Perform a single refinement step: sample from logits, commit confident tokens, and optionally edit existing
ones.

**Parameters:**

model_output (`torch.Tensor` of shape `(batch_size, block_length, vocab_size)`) : Raw logits from the model for the current block.

timestep (`int` or `torch.Tensor`) : Current step index within the block's refinement schedule.

sample (`torch.LongTensor` of shape `(batch_size, block_length)`) : Current block token IDs (contains mask tokens for uncommitted positions).

mask_token_id (`int`) : Token ID used for masked positions.

temperature (`float`) : Sampling temperature.

top_p (`float`, *optional*) : Nucleus sampling cutoff.

top_k (`int`, *optional*) : Top-k sampling cutoff.

sampling_method (`str`) : Sampling method (`auto`, `greedy`, `multinomial`).

threshold (`float`, *optional*) : Confidence threshold for committing tokens. Defaults to config value.

editing_threshold (`float`, *optional*) : Confidence threshold for editing non-mask tokens; must be positive to enable editing. Defaults to config value.

minimal_topk (`int`, *optional*) : Minimum tokens to commit per step.

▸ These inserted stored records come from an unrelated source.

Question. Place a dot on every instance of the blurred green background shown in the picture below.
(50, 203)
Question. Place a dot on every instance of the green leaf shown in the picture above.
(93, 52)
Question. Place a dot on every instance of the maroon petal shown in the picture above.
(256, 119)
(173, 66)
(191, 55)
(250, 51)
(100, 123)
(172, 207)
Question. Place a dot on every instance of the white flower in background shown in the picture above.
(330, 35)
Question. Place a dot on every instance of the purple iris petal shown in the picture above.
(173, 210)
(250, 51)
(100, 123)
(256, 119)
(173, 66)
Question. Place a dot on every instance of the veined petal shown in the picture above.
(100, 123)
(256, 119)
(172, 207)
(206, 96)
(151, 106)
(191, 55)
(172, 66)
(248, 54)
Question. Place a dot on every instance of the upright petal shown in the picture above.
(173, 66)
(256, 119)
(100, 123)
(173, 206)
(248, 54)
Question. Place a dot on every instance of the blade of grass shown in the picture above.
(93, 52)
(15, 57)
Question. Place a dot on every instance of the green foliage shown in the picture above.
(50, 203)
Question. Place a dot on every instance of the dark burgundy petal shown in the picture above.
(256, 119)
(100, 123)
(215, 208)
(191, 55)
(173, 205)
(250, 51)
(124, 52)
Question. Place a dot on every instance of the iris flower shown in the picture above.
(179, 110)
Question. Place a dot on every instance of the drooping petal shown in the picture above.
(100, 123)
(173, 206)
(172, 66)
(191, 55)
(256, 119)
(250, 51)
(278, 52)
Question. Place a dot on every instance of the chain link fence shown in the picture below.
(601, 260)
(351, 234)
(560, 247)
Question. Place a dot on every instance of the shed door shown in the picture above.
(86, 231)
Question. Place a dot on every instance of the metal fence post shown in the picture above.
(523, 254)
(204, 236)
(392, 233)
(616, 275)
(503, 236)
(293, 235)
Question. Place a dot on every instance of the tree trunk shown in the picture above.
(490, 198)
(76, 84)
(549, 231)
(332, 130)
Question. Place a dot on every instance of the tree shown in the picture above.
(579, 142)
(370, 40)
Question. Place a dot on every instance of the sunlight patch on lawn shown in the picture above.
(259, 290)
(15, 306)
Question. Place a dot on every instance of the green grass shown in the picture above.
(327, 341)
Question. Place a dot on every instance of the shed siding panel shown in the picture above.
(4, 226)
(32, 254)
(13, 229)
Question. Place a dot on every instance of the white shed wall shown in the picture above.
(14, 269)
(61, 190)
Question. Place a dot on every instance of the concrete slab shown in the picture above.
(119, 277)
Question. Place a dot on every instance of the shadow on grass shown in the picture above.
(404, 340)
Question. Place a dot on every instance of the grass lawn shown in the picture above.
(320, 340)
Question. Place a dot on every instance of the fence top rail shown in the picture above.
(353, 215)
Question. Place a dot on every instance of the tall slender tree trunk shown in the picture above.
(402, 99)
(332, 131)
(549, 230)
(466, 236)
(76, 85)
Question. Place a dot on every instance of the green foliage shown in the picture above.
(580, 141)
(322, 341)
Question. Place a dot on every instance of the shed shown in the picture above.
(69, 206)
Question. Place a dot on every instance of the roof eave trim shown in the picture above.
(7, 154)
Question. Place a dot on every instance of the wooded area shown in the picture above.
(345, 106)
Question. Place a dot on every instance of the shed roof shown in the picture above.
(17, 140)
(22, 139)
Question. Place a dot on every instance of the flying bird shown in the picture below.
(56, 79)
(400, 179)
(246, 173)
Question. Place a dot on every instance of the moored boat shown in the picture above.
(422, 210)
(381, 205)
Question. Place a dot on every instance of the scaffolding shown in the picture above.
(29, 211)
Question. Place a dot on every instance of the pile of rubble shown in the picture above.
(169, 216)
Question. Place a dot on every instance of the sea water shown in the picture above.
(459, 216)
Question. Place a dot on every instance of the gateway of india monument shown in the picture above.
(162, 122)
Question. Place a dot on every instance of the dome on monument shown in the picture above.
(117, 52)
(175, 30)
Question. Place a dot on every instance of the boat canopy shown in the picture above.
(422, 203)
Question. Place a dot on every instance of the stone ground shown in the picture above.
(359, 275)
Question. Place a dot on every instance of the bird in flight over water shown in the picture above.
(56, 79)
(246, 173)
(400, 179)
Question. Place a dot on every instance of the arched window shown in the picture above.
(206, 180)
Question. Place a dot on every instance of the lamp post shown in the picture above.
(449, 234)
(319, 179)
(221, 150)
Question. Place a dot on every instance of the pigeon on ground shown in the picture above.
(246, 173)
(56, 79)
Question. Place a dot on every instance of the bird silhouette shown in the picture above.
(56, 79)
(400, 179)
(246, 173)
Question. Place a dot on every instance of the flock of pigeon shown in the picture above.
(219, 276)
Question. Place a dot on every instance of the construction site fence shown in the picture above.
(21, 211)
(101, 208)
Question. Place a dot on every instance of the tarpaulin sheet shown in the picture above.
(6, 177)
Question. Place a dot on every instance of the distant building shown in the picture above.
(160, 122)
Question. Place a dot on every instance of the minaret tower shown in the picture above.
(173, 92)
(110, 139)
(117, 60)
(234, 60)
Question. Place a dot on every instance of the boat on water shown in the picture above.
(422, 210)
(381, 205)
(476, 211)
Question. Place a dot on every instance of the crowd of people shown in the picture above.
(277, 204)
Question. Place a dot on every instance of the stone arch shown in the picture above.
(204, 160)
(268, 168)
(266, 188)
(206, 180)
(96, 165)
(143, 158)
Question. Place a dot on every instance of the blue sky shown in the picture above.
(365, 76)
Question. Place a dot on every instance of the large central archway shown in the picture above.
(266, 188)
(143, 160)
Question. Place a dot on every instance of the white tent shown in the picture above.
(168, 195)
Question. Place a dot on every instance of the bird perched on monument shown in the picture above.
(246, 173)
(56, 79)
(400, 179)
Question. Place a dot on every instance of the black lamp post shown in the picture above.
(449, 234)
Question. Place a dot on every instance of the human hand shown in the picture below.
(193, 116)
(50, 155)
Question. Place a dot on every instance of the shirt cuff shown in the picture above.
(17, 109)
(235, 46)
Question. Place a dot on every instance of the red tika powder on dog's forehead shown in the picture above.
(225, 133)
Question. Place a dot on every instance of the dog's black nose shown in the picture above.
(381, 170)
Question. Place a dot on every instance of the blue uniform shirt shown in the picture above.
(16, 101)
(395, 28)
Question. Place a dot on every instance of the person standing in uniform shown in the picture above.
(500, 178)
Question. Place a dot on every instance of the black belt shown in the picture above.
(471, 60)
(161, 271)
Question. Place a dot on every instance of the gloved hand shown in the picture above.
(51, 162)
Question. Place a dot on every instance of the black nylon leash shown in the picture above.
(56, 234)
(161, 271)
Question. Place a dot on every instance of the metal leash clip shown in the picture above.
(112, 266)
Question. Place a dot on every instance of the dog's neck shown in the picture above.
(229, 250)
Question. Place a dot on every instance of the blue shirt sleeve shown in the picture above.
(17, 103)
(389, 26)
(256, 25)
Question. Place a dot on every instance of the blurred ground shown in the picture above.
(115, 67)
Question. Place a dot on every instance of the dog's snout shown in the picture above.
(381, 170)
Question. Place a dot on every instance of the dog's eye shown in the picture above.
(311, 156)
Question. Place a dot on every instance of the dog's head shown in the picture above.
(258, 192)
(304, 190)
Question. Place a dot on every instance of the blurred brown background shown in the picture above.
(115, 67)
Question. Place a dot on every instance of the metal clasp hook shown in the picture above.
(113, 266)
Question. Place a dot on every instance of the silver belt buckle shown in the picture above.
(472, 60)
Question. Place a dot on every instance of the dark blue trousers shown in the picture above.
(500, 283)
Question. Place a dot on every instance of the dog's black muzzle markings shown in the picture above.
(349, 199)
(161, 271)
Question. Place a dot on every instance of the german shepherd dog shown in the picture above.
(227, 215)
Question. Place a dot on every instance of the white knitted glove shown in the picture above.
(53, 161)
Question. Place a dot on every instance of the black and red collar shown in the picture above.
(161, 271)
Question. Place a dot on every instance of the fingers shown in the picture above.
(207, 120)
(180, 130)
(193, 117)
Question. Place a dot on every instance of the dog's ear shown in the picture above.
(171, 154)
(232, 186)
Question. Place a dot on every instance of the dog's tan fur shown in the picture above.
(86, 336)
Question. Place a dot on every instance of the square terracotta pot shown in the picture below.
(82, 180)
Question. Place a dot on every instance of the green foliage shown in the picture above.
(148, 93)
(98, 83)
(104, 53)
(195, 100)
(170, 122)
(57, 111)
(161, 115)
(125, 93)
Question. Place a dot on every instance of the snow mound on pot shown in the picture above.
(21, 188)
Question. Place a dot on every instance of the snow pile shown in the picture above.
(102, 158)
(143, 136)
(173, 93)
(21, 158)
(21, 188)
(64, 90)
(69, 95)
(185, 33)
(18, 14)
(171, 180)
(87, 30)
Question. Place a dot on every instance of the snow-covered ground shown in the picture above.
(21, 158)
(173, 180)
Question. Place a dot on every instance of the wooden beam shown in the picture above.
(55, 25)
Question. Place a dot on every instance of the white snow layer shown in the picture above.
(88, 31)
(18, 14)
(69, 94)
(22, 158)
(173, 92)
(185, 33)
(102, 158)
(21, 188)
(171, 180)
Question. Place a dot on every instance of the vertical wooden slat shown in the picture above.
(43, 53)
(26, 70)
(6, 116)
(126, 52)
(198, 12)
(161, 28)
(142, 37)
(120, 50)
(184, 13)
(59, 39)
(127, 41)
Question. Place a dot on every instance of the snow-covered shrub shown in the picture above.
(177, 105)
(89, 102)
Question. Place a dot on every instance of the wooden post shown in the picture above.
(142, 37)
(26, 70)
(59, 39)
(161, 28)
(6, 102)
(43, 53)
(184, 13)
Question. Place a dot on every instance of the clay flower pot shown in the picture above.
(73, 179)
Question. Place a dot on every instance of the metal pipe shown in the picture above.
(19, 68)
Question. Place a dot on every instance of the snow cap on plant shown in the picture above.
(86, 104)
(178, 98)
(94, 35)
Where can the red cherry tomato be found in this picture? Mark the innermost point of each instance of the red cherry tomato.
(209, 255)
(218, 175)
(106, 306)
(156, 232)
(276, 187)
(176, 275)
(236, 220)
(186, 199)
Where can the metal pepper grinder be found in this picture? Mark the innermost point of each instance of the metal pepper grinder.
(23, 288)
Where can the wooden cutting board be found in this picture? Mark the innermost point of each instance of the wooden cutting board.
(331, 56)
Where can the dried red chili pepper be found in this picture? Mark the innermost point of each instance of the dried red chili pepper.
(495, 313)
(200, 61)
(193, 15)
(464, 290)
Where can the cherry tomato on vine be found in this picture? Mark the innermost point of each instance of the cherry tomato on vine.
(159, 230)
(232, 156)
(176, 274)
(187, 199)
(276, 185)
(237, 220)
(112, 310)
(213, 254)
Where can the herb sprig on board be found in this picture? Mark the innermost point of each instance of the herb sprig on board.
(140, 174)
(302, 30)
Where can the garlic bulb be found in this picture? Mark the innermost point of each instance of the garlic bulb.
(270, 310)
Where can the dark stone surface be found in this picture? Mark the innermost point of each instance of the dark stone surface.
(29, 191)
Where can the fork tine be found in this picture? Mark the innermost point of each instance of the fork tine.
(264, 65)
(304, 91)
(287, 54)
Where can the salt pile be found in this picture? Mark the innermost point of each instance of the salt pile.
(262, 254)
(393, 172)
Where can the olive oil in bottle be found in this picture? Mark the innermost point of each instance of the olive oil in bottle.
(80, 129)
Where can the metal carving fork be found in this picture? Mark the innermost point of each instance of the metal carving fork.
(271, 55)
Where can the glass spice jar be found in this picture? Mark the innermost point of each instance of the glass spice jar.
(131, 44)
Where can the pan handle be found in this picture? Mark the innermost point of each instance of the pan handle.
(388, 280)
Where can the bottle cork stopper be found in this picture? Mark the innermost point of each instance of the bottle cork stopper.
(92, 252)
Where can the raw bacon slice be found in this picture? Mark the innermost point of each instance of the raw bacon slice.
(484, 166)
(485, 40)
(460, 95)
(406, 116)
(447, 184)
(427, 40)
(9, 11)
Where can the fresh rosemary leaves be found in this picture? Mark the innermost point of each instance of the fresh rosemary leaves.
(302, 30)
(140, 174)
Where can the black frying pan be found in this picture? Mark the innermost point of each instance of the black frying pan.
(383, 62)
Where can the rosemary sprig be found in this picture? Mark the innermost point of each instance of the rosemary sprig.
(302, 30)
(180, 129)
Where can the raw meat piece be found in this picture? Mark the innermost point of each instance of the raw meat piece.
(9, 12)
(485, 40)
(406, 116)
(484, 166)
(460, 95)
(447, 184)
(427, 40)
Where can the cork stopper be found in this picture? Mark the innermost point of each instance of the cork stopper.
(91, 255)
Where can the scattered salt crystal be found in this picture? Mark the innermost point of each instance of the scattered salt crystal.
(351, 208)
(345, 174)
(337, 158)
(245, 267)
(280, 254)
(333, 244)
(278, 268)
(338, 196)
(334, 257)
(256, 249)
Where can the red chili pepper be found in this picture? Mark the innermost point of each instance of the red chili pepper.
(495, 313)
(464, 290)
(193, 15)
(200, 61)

Defaults to config value.

prompt_mask (`torch.BoolTensor`, *optional*) : Boolean mask of shape `(block_length,)` where `True` marks prompt (non-editable) positions.

generator (`torch.Generator`, *optional*) : RNG for sampling.

return_dict (`bool`) : Whether to return a `BlockRefinementSchedulerOutput` or a tuple.

## BlockRefinementSchedulerOutput[[diffusers.BlockRefinementSchedulerOutput]]
#### diffusers.BlockRefinementSchedulerOutput[[diffusers.BlockRefinementSchedulerOutput]]

[Source](https://github.com/huggingface/diffusers/blob/v0.38.0/src/diffusers/schedulers/scheduling_block_refinement.py#L27)

Output class for block refinement scheduling.

**Parameters:**

prev_sample (`torch.LongTensor` of shape `(batch_size, block_length)`) : Updated block tokens after the current refinement step.

transfer_index (`torch.BoolTensor` of shape `(batch_size, block_length)`) : Boolean mask indicating which tokens were committed (mask-filling).

editing_transfer_index (`torch.BoolTensor` of shape `(batch_size, block_length)`) : Boolean mask indicating which tokens were edited (non-mask replacement).

sampled_tokens (`torch.LongTensor` of shape `(batch_size, block_length)`) : Sampled token IDs from the model logits.

sampled_probs (`torch.Tensor` of shape `(batch_size, block_length)`) : Probabilities of the sampled tokens.